2. Jeunet's Romp "Micmacs" (criticWIRE rating: B) Comes Home
The effervescent Jean-Pierre Jeunet ("Amelie," "A Very Long Engagement") returned recently with a film that bursts with playful drama. French screen star Dany Boon stars as Bazil, a man who is looking to find revenge against the men who killed his father. To do this, he relies on a cadre of misfits he meets in a junkyard. On iW, an unimpressed Karina Longworth notes of Jeunet, "He’s so invested in the law of happy accidents as a worldview that his worlds, though incredibly dense with psychic irregularities and sheer accumulations of stuff, inevitably feel suffocatingly small." Variety's Rob Nelson takes those observations as compliments to the film, saying, "The movie's zanier scenes are allowed to work so well in part because Jeunet has given them sufficient room to breathe; unlike the director's more aggressively hyperactive work, "Micmacs" carefully apportions its visual jokes rather than bombarding the viewer with them."
3. Small Towns on the Small Screen: "45365" on PBS & HBO alum "Gasland" on DVD
PBS's Independent Lens series runs with Truer than Fiction and SXSW Doc Competition award winner "45365," the labor of love of Bill and Turner Ross, who explore the everyday occurrences of the titular zip code: Sidney, OH. The vérité doc favorite premieres tonight on PBS. Also exploring small town America is Josh Fox's "Gasland," a trip across the country lighting drinking water on fire and fighting for anti-fracking (hydraulic fracturing) legislation. The HBO doc comes out on DVD today.
4. "The Quintessential Guy Maddin!"
Guy Maddin has the distinction of being Winnipeg's greatest film auteur, and Zeitgeist Films has taken note, releasing a collection of the director's films, featuring "Archangel," "Careful," "Twilight of the Ice Nymphs," "Dracula: Pages from a Virgin's Diary," and "Cowards Bend the Knee." Writing on the box set, which includes 5 feature films, two shorts, and special features including small matte poster cards, audio commentaries, and behind-the-scenes featurettes, DVD Talk's Thomas Spurlin notes, "The Quintessential Guy Maddin! collection covers the underexposed corners of the idiosyncratic director's oeuvre, a kaleidoscope of unique but challenging features that might dazzle the eyes and frustrate the mind at the same time."
5. "Mother and Child" (criticWIRE rating: B-) on DVD
Rodrigo García's "Mother and Child," an ensemble film about the bond of, well, the mother and her child, hits the shelves this week. Elizabeth (Naomi Watts) was given up for adoption by her mother (Annette Bening), and the two do not know each other. Meanwhile, Lucy (Kerry Washington), unable to conceive, enters into the adoption market. Samuel L. Jackson, Cherry Jones, Jimmy Smits, and S. Epatha Merkerson are also featured.
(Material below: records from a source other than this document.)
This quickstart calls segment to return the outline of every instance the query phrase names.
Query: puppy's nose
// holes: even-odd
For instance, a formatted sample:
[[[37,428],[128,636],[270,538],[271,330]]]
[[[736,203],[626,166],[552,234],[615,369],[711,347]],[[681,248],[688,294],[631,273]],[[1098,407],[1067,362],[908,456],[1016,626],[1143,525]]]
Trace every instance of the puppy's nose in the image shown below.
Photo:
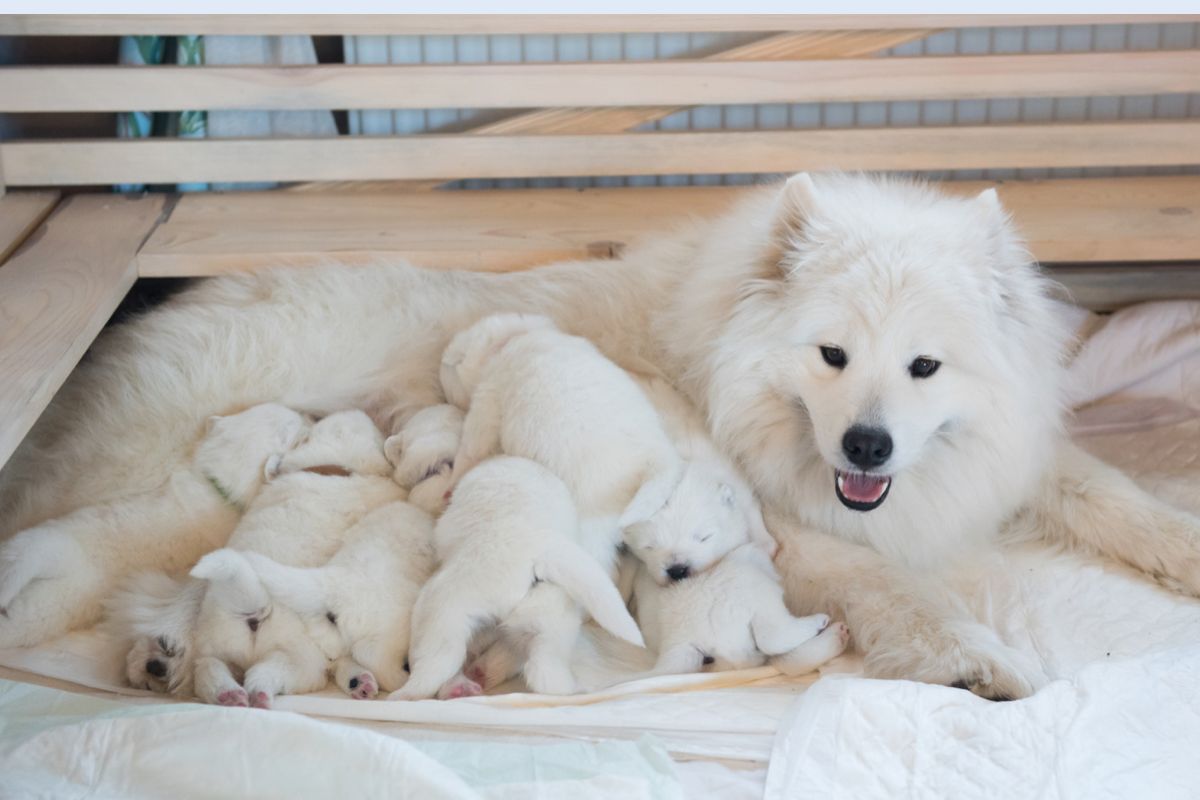
[[[841,438],[841,450],[850,463],[871,469],[892,457],[892,437],[883,428],[856,425]]]
[[[667,567],[667,577],[672,581],[683,581],[691,575],[691,567],[686,564],[672,564]]]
Emmanuel Levy evaluates the film, "ately, “Mother and Child” is too literal, wearing its humanist message, about the power of the strong, unbreakable bond between mother and child, on its sleeves. These attributes, and the fact that, in the end, everything is explained, turns the saga into an inspirational TV-like drama. I fully embrace the film’s timely and humanist message, but I think it’s trying to do too much. There is no ambiguity—emotional, narrative—and every single detail is depicted and explained. 'Mother and Child' would have been a better, more provocative film, if it did not have clear closure, or explicit resolution, not to mention upbeat ending. As it is, there is nothing for the audience to do, no surprises whatsoever, but to not at the end with approval."